A fare il punto della situazione è Gerardo Marano, agronomo e titolare dell’azienda Monfort di Monteforte Irpino (Avellino), che il frutto della castagna lo conosce molto a fondo, non solo per esperienza diretta sui campi, ma anche per la sua passione di riportare alla luce antichi documenti.
“Era ora – commenta infatti subito Marano – che si pensasse all’Igp per questa castagna. Ho fatto diverse ricerche in merito e ho potuto appurare che, già attorno all’anno Mille, ci sono documenti che trattano di trasferimenti di boschi tra abbazie, parrocchie e privati, in cui è inclusa la clausola di trasformare parte dell’area boschiva in castagneto da frutto. Un po’ il contrario – continua Marano – di quanto avviene oggi, con la Soprintendenza che talvolta blocca la trasformazione tra ceduo castanile e castagneto da frutto, mettendo in difficoltà anche giovani che vogliono investire in questa attività. Bisognerebbe però tenere sempre presente che tale trasformazione porterebbe diversi vantaggi, tra cui il fatto che il castagneto è pulito, mentre il bosco è spesso sporco e abbandonato”.
Passando alle previsioni di produzione, Marano rileva: “Al momento, pensiamo che il 2022 possa rivelarsi una delle migliori stagioni dopo gli anni bui del cinipide.

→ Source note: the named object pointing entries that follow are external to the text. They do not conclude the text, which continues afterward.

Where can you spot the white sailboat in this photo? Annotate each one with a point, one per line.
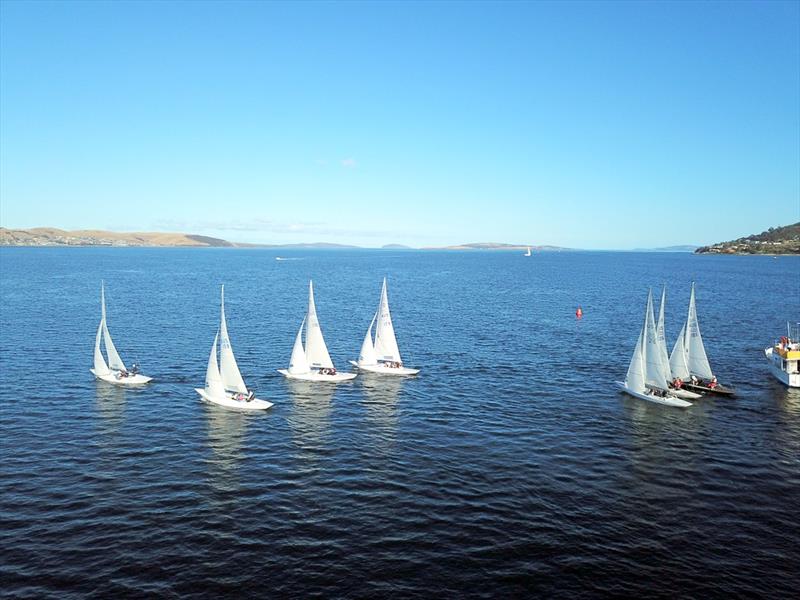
(113, 371)
(224, 383)
(662, 347)
(312, 361)
(689, 360)
(646, 378)
(382, 355)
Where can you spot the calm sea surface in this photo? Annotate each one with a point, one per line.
(510, 466)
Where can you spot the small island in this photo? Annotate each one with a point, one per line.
(775, 240)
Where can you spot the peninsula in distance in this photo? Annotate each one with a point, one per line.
(776, 240)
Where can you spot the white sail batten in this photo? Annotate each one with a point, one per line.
(655, 372)
(114, 359)
(697, 359)
(635, 376)
(677, 360)
(100, 366)
(316, 350)
(229, 370)
(661, 335)
(367, 355)
(214, 385)
(385, 340)
(298, 362)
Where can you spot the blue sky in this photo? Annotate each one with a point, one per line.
(592, 125)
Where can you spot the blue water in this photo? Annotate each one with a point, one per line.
(510, 466)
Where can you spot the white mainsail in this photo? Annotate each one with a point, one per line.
(677, 360)
(660, 334)
(100, 366)
(229, 370)
(367, 355)
(114, 360)
(385, 340)
(655, 372)
(697, 359)
(214, 385)
(298, 362)
(634, 379)
(316, 350)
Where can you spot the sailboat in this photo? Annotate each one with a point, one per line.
(224, 383)
(113, 371)
(662, 348)
(312, 361)
(689, 361)
(382, 355)
(646, 378)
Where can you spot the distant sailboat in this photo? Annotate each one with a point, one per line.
(382, 356)
(689, 361)
(224, 383)
(113, 371)
(647, 378)
(312, 362)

Già l’anno scorso abbiamo registrato un buon incremento produttivo rispetto al 2020, superando il 30%. Per il prossimo autunno, confidiamo in un incremento ancora maggiore. Ovviamente, fatti salvi danni da maltempo e da siccità. Nella mia azienda ho circa 21 ettari di castagneto, più altri 12 ancora da convertire, e l’anno scorso sono arrivato a 290 quintali. Quest’anno, punto a 400/450 quintali. I lanci dell’insetto utile contro il cinipide, del resto, sembra che stiano dando buoni risultati. Abbiamo vissuto momenti molti difficili, in cui veniva davvero da piangere: siamo arrivati a raccogliere solo 1 quintale per ettaro. Stando molto bassi coi conteggi, in nove anni di cinipide stimo di avere perso almeno 150mila euro. Ora, appunto, la situazione sembra stia cambiando, e anche molti giovani si stanno avvicinando a questa coltura”.